Sender's Send Off
August 12, 2009Subscribe or Renew now to receive our 2009 U.S. Championships Issue (Sep/Oct)!
As the U.S. Championships kicked of in Dallas yesterday, Inside Gymnastics sat down with 2008 Olympic alternate David Durante and defending National Champ David Sender for a lighthearted chat that turned suddenly serious when Sender, whom coaches have said looks like a favorite to repeat, revealed his intentions to stop competing, effective Friday, no matter what happens at USAs.

That’s right. Sender has already packed up his apartment and loaded up his car—“the trunk is stuffed,” he laughs—and, almost as soon as he flies home to California, will head out to Illinois, and his new life as a vet student at the University of Illinois.
“Packing up the dog, the fish and possibly the hamster and I’m on my way,” Sender said. “No regrets. None.”
Durante too is moving on. Coaching this year at Stanford—he also acted as Sender’s personal coach—while living in an apartment the size of a closet (“It was in a great location though,” Sender defends), Durante is moving on to his family’s apartment in Rome, where he plans to travel Europe—“maybe visit Fabian (Hambuechen), improve my Italian,” he says of his nebulous plans—for at least a year, before returning to the States.
“It will be either Northern California or New Jersey,” Durante says of his proposed home base once he gets backs. “I have to be near the beach.”
This gymnastics odd couple, the stylish, laidback Durante, who oozes elegance, and the powerful, shy and sometimes stubborn—“very stubborn,” Durante counters quickly—Sender, sat down with Inside for an exclusive chat about what will be, for both of them, their last USAs, at least for a while.
INSIDE: What’s it been like working together this season? Gymnastics-wise, you two couldn’t be much more different.
DURANTE: Not just gymnastics (laughs).
SENDER: (Also laughing) Definitely not. With any coach and gymnast interaction you’re going to have areas in which you’re the same, and areas—many, many areas—in which you’re different. That can either make you get along really well, or make you butt heads all the time.
Dave and I have different styles of doing things some times, but it works.

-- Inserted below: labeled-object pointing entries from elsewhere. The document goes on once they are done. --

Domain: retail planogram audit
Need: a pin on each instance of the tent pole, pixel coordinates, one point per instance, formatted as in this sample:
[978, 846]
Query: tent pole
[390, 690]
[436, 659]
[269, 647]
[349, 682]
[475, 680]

Thom (Glielmi) and I had differences that made us, occasionally, butt heads.
DURANTE: Occasionally?
SENDER: (Laughing) Every once in a while. It doesn’t happen that much with Dave. Mostly because he just tells me what to do and I have to do it.
DURANTE: It’s easier on the days that he listens.
INSIDE: And how many days would that be?
SENDER: (Falls backward laughing)
DURANTE: (Also laughing) Rarely! Very rarely.
SENDER: Like one a year …
DURANTE: … And on that day it’s awesome! Those are the days—day, excuse me—you remember.
SENDER: No, it’s been great working with Dave, honestly. I think it’s been a very great learning experience for both of us. We’ve both probably got as much out of the other one.
DURANTE: Thom hired me on with the idea that I would be coaching David. I jumped at the opportunity because it gave me the chance to stay involved with USA Gymnastics a little bit more and kind of gave me the opportunity to transition from being an athlete a little bit more, moving on to the next chapter of my life.